Related: Things I liked in 2008 – Sasquatch sightings along Hwy 16
They’re baaack.
After enjoying a banner year in northern B.C. last year, sasquatches – well, their footprints, anyway – are once again being reported along Highway 16.
Residents along this fairly remote stretch of highway, a ribbon of asphalt that links Prince George in Canada’s westernmost province’s interior and the small seaport of Prince Rupert on the north coast, came forward with a number of sasquatch sightings in 2008, suggesting something of a rebound for the notoriously shy, quasi-mythical creatures.
Things were relatively quiet through the new year, but reports are starting to come in again.
According to the Canada UFO blog, on March 8, someone in the First Nations village of Moricetown reported hearing loud, unexplained sounds coming from the back of their property, in the middle of the night.
The next morning, this person told a family member about it who, in turn, went out to see if they could determine the cause of the noises.
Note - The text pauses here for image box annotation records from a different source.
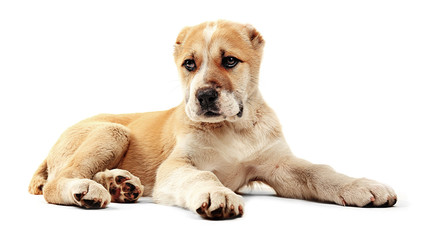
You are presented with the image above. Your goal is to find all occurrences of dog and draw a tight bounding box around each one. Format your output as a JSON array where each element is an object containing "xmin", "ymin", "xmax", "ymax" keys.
[{"xmin": 29, "ymin": 20, "xmax": 397, "ymax": 219}]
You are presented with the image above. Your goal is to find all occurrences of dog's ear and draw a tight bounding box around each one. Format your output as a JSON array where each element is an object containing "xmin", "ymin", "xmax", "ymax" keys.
[
  {"xmin": 245, "ymin": 24, "xmax": 265, "ymax": 49},
  {"xmin": 175, "ymin": 27, "xmax": 190, "ymax": 46},
  {"xmin": 174, "ymin": 27, "xmax": 190, "ymax": 58}
]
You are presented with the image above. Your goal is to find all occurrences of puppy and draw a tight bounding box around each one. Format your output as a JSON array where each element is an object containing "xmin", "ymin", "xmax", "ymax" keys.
[{"xmin": 29, "ymin": 21, "xmax": 397, "ymax": 219}]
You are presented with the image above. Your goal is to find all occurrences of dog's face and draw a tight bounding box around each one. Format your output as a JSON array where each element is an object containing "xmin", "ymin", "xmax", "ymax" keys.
[{"xmin": 174, "ymin": 21, "xmax": 264, "ymax": 123}]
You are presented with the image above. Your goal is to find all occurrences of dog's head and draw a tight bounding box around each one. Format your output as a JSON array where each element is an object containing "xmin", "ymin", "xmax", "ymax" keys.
[{"xmin": 174, "ymin": 21, "xmax": 264, "ymax": 123}]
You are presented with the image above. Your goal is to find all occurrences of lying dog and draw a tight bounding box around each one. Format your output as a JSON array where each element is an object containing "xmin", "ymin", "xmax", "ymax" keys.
[{"xmin": 29, "ymin": 21, "xmax": 397, "ymax": 219}]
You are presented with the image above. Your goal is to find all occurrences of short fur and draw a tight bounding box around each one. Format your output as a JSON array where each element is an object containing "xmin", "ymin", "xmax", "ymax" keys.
[{"xmin": 29, "ymin": 21, "xmax": 397, "ymax": 219}]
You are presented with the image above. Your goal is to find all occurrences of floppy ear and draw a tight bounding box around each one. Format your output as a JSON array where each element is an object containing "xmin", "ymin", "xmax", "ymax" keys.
[
  {"xmin": 174, "ymin": 27, "xmax": 190, "ymax": 57},
  {"xmin": 245, "ymin": 24, "xmax": 265, "ymax": 49},
  {"xmin": 175, "ymin": 27, "xmax": 190, "ymax": 45}
]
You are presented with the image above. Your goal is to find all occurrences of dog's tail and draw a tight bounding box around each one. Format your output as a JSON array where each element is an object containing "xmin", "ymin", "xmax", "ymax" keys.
[{"xmin": 28, "ymin": 159, "xmax": 48, "ymax": 195}]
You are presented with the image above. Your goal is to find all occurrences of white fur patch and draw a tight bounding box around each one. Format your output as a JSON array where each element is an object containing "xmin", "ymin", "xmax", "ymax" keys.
[{"xmin": 203, "ymin": 23, "xmax": 217, "ymax": 47}]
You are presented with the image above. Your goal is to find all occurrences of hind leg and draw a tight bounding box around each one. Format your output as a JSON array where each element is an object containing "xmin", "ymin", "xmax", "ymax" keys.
[
  {"xmin": 28, "ymin": 160, "xmax": 47, "ymax": 195},
  {"xmin": 93, "ymin": 169, "xmax": 144, "ymax": 203},
  {"xmin": 43, "ymin": 122, "xmax": 129, "ymax": 208}
]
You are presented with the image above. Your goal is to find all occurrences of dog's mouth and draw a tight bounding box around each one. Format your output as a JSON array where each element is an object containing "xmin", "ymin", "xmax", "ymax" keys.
[
  {"xmin": 203, "ymin": 111, "xmax": 221, "ymax": 117},
  {"xmin": 199, "ymin": 103, "xmax": 243, "ymax": 119}
]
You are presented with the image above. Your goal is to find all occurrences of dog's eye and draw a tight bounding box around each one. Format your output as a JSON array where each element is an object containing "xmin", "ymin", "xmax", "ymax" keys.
[
  {"xmin": 222, "ymin": 57, "xmax": 240, "ymax": 68},
  {"xmin": 183, "ymin": 59, "xmax": 196, "ymax": 72}
]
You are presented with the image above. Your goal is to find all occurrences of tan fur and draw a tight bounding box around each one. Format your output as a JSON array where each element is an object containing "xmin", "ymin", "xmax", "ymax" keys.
[{"xmin": 29, "ymin": 21, "xmax": 397, "ymax": 218}]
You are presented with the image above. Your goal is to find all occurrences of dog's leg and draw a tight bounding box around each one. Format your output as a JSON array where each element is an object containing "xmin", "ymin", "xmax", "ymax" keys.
[
  {"xmin": 93, "ymin": 169, "xmax": 144, "ymax": 203},
  {"xmin": 258, "ymin": 143, "xmax": 397, "ymax": 207},
  {"xmin": 43, "ymin": 122, "xmax": 129, "ymax": 208},
  {"xmin": 153, "ymin": 154, "xmax": 244, "ymax": 219},
  {"xmin": 28, "ymin": 160, "xmax": 47, "ymax": 195}
]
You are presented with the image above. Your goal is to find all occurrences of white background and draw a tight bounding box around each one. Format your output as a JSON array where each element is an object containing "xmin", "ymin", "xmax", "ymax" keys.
[{"xmin": 0, "ymin": 0, "xmax": 424, "ymax": 239}]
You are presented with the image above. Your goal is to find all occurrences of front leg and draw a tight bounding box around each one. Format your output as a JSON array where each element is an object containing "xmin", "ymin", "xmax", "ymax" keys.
[
  {"xmin": 260, "ymin": 143, "xmax": 397, "ymax": 207},
  {"xmin": 153, "ymin": 156, "xmax": 244, "ymax": 219}
]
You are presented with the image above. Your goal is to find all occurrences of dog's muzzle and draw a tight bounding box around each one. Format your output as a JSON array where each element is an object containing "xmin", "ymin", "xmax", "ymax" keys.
[
  {"xmin": 196, "ymin": 88, "xmax": 220, "ymax": 117},
  {"xmin": 196, "ymin": 88, "xmax": 243, "ymax": 118}
]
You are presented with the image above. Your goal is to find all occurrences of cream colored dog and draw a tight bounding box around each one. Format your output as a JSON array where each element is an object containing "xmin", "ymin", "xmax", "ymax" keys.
[{"xmin": 29, "ymin": 21, "xmax": 397, "ymax": 219}]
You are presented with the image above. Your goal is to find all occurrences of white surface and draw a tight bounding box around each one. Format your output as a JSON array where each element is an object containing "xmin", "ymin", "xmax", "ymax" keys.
[{"xmin": 0, "ymin": 0, "xmax": 424, "ymax": 239}]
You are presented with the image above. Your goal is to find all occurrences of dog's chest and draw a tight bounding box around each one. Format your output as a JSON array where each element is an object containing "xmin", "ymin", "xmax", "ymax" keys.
[{"xmin": 186, "ymin": 125, "xmax": 271, "ymax": 171}]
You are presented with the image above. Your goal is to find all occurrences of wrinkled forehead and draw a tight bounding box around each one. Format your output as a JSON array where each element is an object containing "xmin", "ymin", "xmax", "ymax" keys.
[{"xmin": 177, "ymin": 22, "xmax": 253, "ymax": 61}]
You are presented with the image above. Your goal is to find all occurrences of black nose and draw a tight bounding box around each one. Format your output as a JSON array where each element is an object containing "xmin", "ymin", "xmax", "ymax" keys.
[{"xmin": 196, "ymin": 88, "xmax": 218, "ymax": 110}]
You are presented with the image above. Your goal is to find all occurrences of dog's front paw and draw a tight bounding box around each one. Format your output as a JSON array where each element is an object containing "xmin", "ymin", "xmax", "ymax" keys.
[
  {"xmin": 70, "ymin": 179, "xmax": 110, "ymax": 208},
  {"xmin": 93, "ymin": 169, "xmax": 144, "ymax": 203},
  {"xmin": 336, "ymin": 178, "xmax": 397, "ymax": 207},
  {"xmin": 190, "ymin": 187, "xmax": 244, "ymax": 220}
]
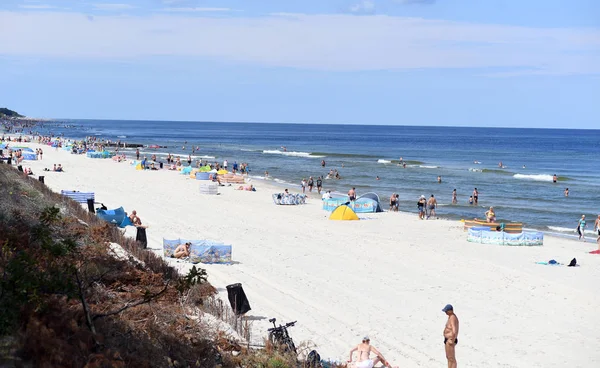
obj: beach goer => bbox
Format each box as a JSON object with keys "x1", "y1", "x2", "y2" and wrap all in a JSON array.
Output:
[
  {"x1": 442, "y1": 304, "x2": 458, "y2": 368},
  {"x1": 427, "y1": 194, "x2": 437, "y2": 220},
  {"x1": 417, "y1": 195, "x2": 427, "y2": 220},
  {"x1": 594, "y1": 215, "x2": 600, "y2": 249},
  {"x1": 129, "y1": 210, "x2": 142, "y2": 227},
  {"x1": 485, "y1": 207, "x2": 496, "y2": 223},
  {"x1": 348, "y1": 336, "x2": 392, "y2": 368},
  {"x1": 348, "y1": 188, "x2": 356, "y2": 201},
  {"x1": 173, "y1": 242, "x2": 192, "y2": 258},
  {"x1": 577, "y1": 215, "x2": 587, "y2": 241},
  {"x1": 390, "y1": 193, "x2": 400, "y2": 212}
]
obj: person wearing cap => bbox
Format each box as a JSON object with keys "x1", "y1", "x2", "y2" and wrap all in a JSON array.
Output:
[
  {"x1": 348, "y1": 336, "x2": 392, "y2": 368},
  {"x1": 442, "y1": 304, "x2": 458, "y2": 368},
  {"x1": 173, "y1": 242, "x2": 192, "y2": 258}
]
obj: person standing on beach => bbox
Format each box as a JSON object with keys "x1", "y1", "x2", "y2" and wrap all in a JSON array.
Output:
[
  {"x1": 348, "y1": 187, "x2": 356, "y2": 202},
  {"x1": 442, "y1": 304, "x2": 458, "y2": 368},
  {"x1": 594, "y1": 215, "x2": 600, "y2": 249},
  {"x1": 427, "y1": 194, "x2": 437, "y2": 220},
  {"x1": 577, "y1": 215, "x2": 587, "y2": 241},
  {"x1": 308, "y1": 176, "x2": 315, "y2": 192},
  {"x1": 417, "y1": 195, "x2": 427, "y2": 220}
]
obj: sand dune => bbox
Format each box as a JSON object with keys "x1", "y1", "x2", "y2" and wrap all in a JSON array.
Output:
[{"x1": 15, "y1": 146, "x2": 600, "y2": 368}]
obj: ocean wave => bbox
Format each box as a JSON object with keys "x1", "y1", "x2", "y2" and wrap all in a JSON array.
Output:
[
  {"x1": 513, "y1": 174, "x2": 552, "y2": 182},
  {"x1": 310, "y1": 152, "x2": 377, "y2": 158},
  {"x1": 547, "y1": 226, "x2": 596, "y2": 234},
  {"x1": 263, "y1": 150, "x2": 325, "y2": 158}
]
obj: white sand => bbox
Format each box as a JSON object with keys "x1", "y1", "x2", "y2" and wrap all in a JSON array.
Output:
[{"x1": 12, "y1": 146, "x2": 600, "y2": 368}]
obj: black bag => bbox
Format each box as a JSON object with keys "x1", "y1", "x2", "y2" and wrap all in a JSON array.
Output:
[
  {"x1": 304, "y1": 350, "x2": 321, "y2": 368},
  {"x1": 227, "y1": 284, "x2": 252, "y2": 315}
]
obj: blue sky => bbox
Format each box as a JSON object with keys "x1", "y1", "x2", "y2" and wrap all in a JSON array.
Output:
[{"x1": 0, "y1": 0, "x2": 600, "y2": 128}]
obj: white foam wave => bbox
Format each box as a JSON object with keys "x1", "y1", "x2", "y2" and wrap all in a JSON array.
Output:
[
  {"x1": 548, "y1": 226, "x2": 596, "y2": 234},
  {"x1": 263, "y1": 150, "x2": 325, "y2": 158},
  {"x1": 513, "y1": 174, "x2": 552, "y2": 182}
]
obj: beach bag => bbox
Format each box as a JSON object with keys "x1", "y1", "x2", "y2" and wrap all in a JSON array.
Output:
[{"x1": 304, "y1": 350, "x2": 321, "y2": 368}]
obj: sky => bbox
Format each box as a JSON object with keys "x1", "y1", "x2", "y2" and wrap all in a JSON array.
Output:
[{"x1": 0, "y1": 0, "x2": 600, "y2": 129}]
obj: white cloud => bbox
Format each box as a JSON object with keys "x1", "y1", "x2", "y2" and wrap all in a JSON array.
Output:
[
  {"x1": 350, "y1": 0, "x2": 375, "y2": 13},
  {"x1": 162, "y1": 8, "x2": 233, "y2": 13},
  {"x1": 0, "y1": 11, "x2": 600, "y2": 74},
  {"x1": 19, "y1": 4, "x2": 56, "y2": 10},
  {"x1": 92, "y1": 3, "x2": 136, "y2": 10}
]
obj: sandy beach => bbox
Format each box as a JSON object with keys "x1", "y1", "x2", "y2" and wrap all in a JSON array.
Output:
[{"x1": 12, "y1": 144, "x2": 600, "y2": 368}]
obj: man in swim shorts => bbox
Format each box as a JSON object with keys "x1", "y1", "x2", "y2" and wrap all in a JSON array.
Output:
[
  {"x1": 427, "y1": 194, "x2": 437, "y2": 220},
  {"x1": 348, "y1": 336, "x2": 392, "y2": 368},
  {"x1": 442, "y1": 304, "x2": 458, "y2": 368}
]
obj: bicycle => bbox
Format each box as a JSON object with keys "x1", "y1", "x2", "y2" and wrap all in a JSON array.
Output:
[{"x1": 268, "y1": 318, "x2": 298, "y2": 355}]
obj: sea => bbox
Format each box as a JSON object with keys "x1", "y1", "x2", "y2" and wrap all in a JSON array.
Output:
[{"x1": 5, "y1": 120, "x2": 600, "y2": 237}]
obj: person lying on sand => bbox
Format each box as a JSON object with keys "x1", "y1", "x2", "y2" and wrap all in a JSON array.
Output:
[
  {"x1": 173, "y1": 242, "x2": 192, "y2": 258},
  {"x1": 348, "y1": 336, "x2": 392, "y2": 368}
]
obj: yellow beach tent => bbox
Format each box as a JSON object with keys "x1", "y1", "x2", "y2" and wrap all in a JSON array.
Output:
[{"x1": 329, "y1": 204, "x2": 359, "y2": 220}]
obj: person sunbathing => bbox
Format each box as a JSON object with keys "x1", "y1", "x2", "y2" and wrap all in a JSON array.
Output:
[{"x1": 173, "y1": 242, "x2": 192, "y2": 258}]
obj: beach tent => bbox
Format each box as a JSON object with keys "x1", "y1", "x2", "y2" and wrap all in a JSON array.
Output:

They claimed to see large, human-like footprints in the snow beside the fence on the property line, as well as some moose prints. Researcher Brian Vike of Houston, B.C., says he drove out there the next day to take a closer look.
“There was certainly no question in my mind that what I was looking at were tracks of something that walked on two legs, large footprints that were not just in a small area, but rather this thing traveled a great distance,” he wrote in a report filed to his blog March 10. The footprints were deep – about a foot and a half – and appeared to have a long stride. He took measurements and a “whole whack of photos”.
This isn’t the first sasquatch report to come out of Moricetown, a small Wet’suwet’en town on the banks of the Bulkley River, perched next to a steep canyon.
There were several reports last year, part of a spate of sightings across the northwest region.
And during his March visit, Vike says he heard about another “close encounter” from last summer: a frightening eye-witness sighting of a sasquatch picking up two large rocks and banging them together.
This summer Vike plans to head back to the region with a fellow researcher and friend to take video footage and interview witnesses.
Good luck, Brian. We’re looking forward to hearing a lot more.